Le nettoyage de ces dépôts par la Métropole Aix-Marseille-Provence a un coût: « 1,7 million d’euros pour Marseille et les 18 communes environnantes, la deuxième ville de France comptant pour les trois quarts de cette somme », selon Jean-Yves Sayag, conseiller métropolitain chargé de la lutte contre les dépôts sauvages.

Si les flagrants délits restent très rares, la brigade s’appuie sur quelque 1.600 caméras de vidéosurveillance dont les données sont analysées 24 heures sur 24 depuis un centre de supervision urbain (CSU). Lequel est couplé au PC radio de la police municipale pour faciliter les interventions.

« On tient à jour des statistiques sur tous les endroits, le nombre de déchets par secteur, les horaires sur lesquels ils vont préférer jeter », note Serge Gonzales, qui décrypte les images.

« Déjà en temps normal, l’impact de l’homme sur l’environnement est considérable, alors si en plus on rajoute les dépôts sauvages, c’est une catastrophe écologique », se désole-t-il.

« Nous n’avons pas vraiment la compétence de l’enquêteur » mais nous « essayons de mâcher au maximum le travail pour la police nationale » et la justice: en recoupant notamment les images de vidéosurveillance avec les déchets pour identifier l’immatriculation des fourgons des pollueurs.

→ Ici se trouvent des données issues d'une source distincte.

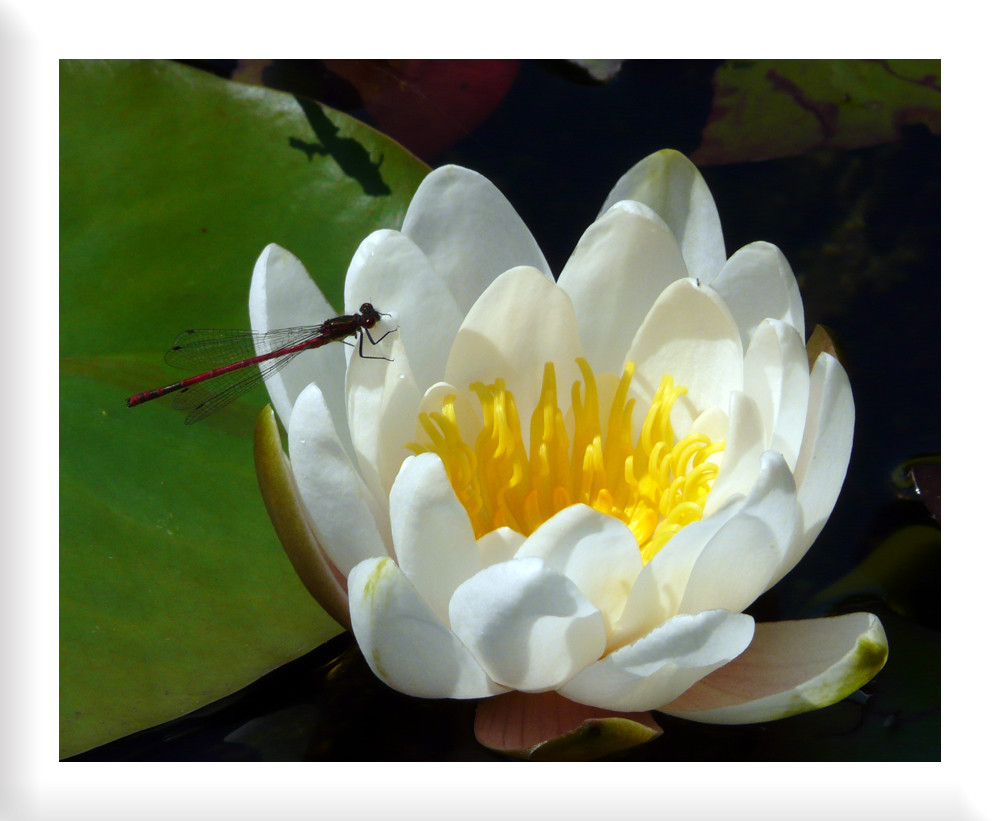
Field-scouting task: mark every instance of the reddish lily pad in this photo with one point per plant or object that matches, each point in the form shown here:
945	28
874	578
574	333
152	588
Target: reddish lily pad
763	109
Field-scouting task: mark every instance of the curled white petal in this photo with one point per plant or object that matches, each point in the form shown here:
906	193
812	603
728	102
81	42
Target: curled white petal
826	450
757	283
670	184
625	259
662	664
596	552
283	295
529	627
469	232
776	379
435	545
521	321
789	668
339	505
404	643
689	334
741	460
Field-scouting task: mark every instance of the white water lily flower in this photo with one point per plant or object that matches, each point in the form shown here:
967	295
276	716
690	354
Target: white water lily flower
574	486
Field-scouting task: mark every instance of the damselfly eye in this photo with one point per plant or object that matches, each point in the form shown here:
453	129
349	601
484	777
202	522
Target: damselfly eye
369	316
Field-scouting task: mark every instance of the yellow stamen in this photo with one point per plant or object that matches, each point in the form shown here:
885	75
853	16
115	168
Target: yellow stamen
656	486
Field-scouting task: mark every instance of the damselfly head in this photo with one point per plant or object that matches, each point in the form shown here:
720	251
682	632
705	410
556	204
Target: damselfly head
368	316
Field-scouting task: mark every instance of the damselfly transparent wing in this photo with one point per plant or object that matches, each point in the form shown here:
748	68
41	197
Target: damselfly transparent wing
208	348
207	397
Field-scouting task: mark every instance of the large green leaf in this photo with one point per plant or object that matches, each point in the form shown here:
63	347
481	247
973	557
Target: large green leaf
174	589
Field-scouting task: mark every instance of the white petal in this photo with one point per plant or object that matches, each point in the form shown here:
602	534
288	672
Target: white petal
521	321
403	642
338	503
689	334
390	271
528	626
757	282
434	542
738	561
741	459
662	664
598	553
789	668
622	261
283	295
382	402
664	582
670	184
776	379
826	450
499	545
469	232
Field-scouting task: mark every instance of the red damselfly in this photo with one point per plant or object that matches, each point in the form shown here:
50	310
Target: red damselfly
238	361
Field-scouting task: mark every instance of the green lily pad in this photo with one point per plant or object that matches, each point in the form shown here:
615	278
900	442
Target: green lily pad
174	589
764	109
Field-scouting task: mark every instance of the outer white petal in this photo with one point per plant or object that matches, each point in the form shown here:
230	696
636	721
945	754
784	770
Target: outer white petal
598	553
623	260
283	295
339	505
689	334
738	562
528	626
390	271
826	450
469	232
776	378
757	282
520	321
789	668
662	664
382	402
670	184
403	642
434	542
741	460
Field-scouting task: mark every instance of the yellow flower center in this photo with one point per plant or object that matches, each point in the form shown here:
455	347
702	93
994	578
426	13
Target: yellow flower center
655	486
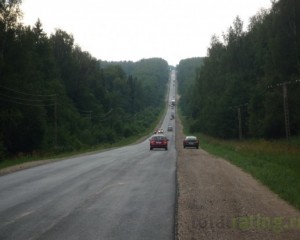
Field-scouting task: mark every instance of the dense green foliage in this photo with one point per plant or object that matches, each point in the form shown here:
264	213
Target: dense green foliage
54	94
245	71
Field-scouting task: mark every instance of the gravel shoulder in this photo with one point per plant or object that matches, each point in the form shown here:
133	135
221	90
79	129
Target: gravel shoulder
217	200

M. Ohanessian prévoit à terme de doubler les effectifs de la brigade de l’environnement et de mettre en place, dès cet été, des caméras nomades.

Le parquet de Marseille a lui créé, depuis mars 2019, un Groupe local de traitement de la délinquance (GLTD) dédié à la lutte contre les dépôts sauvages qui travaille main dans la main avec la brigade.

« Les agents de la police municipale ont la possibilité assez rapidement d’établir un procès verbal » et la ville de Marseille peut « procéder à une mise en demeure du pollueur », explique M. Ohanessian.

« Aujourd’hui, il n’y a pas d’impunité niveau déchets », confirme à l’AFP François-Xavier Temple, coordinateur du GLTD.

De mars 2019 à décembre 2021, 240 procédures lui ont été transmises, « contre quelques-unes » avant la création du GLTD, retrace-t-il. La moitié des affaires environ ont donné lieu à des amendes rapides, qui peuvent aller jusqu’à 1.500 euros.

« Cela prend du temps pour que ça devienne visible pour nos concitoyens, reconnaît M. Ohanessian, mais ça porte ses fruits ».